Le docteur Oly Ilunga, ancien ministre de la Santé de la RDC. FABRICE COFFRINI / AFP

En République démocratique du Congo (RDC), l’ancien ministre de la Santé Oly Ilunga Kalenga et son ancien conseiller financier Ezechiel Mbuyi Mwasa ont été condamnés ce lundi 23 mars à cinq ans de travaux forcés pour le détournement de plus de 400 000 dollars. Cet argent était destiné à la riposte contre le virus Ebola dans la partie est du pays. Arrêté en août 2019, il était depuis mi-septembre assigné à résidence.

Avec notre correspondant à Kinshasa, Patient Ligodi

En décembre 2018, sur ordre de Oly Ilunga, Ezechiel Mbuyi Mwasa avait retiré du compte du ministère de la Santé plus de 400 000 dollars, explique l’arrêt de la cour de cassation. Cet argent était destiné, selon le même document, à l’achat des produits pharmaceutiques et leur affrètement au Nord-Kivu et en Ituri.

Dans sa défense, devant l’officier du ministère public, de même que devant la cour, Oly Ilunga a soutenu qu’il n’avait jamais autorisé ces retraits de fonds, d’une part, et d’autre part, qu’il n’avait été mis au courant de leur sortie qu’en décembre 2019 lors de son audition devant l’officier de police judiciaire. Des propos contredits par son codétenu et ancien collaborateur Ezechiel Mbuyi Mwasa.

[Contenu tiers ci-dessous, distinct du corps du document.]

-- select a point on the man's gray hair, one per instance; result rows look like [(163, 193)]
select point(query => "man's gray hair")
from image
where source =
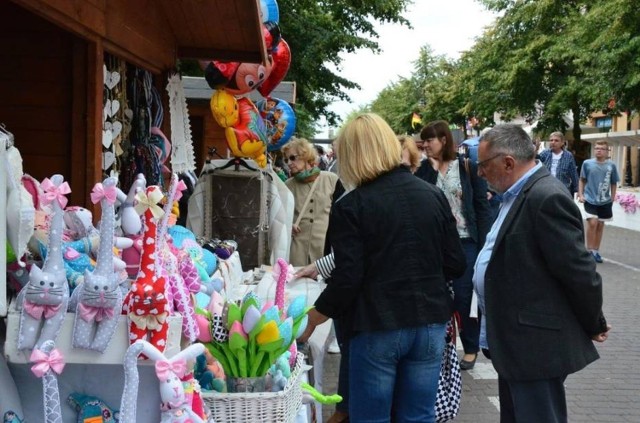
[(510, 139)]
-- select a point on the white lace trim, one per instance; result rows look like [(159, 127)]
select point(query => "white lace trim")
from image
[(182, 156)]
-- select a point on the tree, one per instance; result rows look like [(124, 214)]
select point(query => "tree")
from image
[(427, 93), (317, 33), (535, 55)]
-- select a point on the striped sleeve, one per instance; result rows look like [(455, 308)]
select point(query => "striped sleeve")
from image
[(326, 265)]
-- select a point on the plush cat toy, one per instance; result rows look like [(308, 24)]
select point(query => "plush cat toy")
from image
[(146, 302), (99, 298), (43, 301)]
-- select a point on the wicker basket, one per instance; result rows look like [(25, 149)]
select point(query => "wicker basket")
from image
[(271, 407)]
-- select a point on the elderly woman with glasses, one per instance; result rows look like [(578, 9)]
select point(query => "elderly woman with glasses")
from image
[(312, 191)]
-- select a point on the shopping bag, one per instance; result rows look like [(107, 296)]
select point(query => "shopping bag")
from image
[(450, 381)]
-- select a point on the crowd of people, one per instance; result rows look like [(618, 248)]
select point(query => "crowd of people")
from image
[(403, 218)]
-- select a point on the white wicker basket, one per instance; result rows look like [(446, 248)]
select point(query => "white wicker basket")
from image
[(271, 407)]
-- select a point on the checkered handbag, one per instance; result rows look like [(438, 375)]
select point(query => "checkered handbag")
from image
[(450, 381)]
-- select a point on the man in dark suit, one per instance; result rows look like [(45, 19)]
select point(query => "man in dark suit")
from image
[(537, 283)]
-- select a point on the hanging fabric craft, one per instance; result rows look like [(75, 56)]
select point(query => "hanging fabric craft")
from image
[(182, 155), (146, 301)]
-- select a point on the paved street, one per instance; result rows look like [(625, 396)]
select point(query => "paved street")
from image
[(607, 390)]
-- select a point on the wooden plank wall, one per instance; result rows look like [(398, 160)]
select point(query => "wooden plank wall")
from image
[(36, 94), (206, 132)]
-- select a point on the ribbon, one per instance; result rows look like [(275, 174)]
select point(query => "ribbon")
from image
[(179, 188), (100, 191), (44, 362), (91, 313), (146, 202), (164, 369), (39, 310), (51, 192), (149, 321)]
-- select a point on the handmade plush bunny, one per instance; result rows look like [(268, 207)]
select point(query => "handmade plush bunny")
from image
[(99, 298), (175, 404), (177, 268), (43, 301), (146, 302), (131, 225)]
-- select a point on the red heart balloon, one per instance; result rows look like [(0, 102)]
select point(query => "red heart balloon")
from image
[(281, 62)]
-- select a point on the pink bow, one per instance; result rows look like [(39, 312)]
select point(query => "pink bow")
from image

De son côté, la cour relève qu’Oly Ilunga en tant que ministre était gestionnaire principal de tous les fonds de son département. Et à ce titre, il ne pouvait pas ignorer, douze mois durant, ce mouvement de caisse. La cour explique également dans son arrêt que les factures et les bons de livraison brandis étaient des faux dont « les prévenus s’étaient servis pour commettre le détournement ».

Les avocats d’Oly Ilunga n’ont pas souhaité commenté cet arrêt. Mais dans un communiqué diffusé lundi soir, l’ex-ministre Ilunga que les « sorties de fonds ont été effectuées à son insu » et répète n’avoir « jamais perçu aucune des sommes imputées ». « Il n’existe aucune pièce au dossier qui prouve que j’aurais autorisé le paiement desdites sommes » déclare-t-il.

« J’exercerai tous les recours disponibles », ajoute-t-il, pour « rétablir son honneur et revendiquer sa liberté ». Il dénonce de « nombreux vices de procédures », notamment son assignation à résidence pendant plus de six mois, sans nouveau passage en chambre du conseil.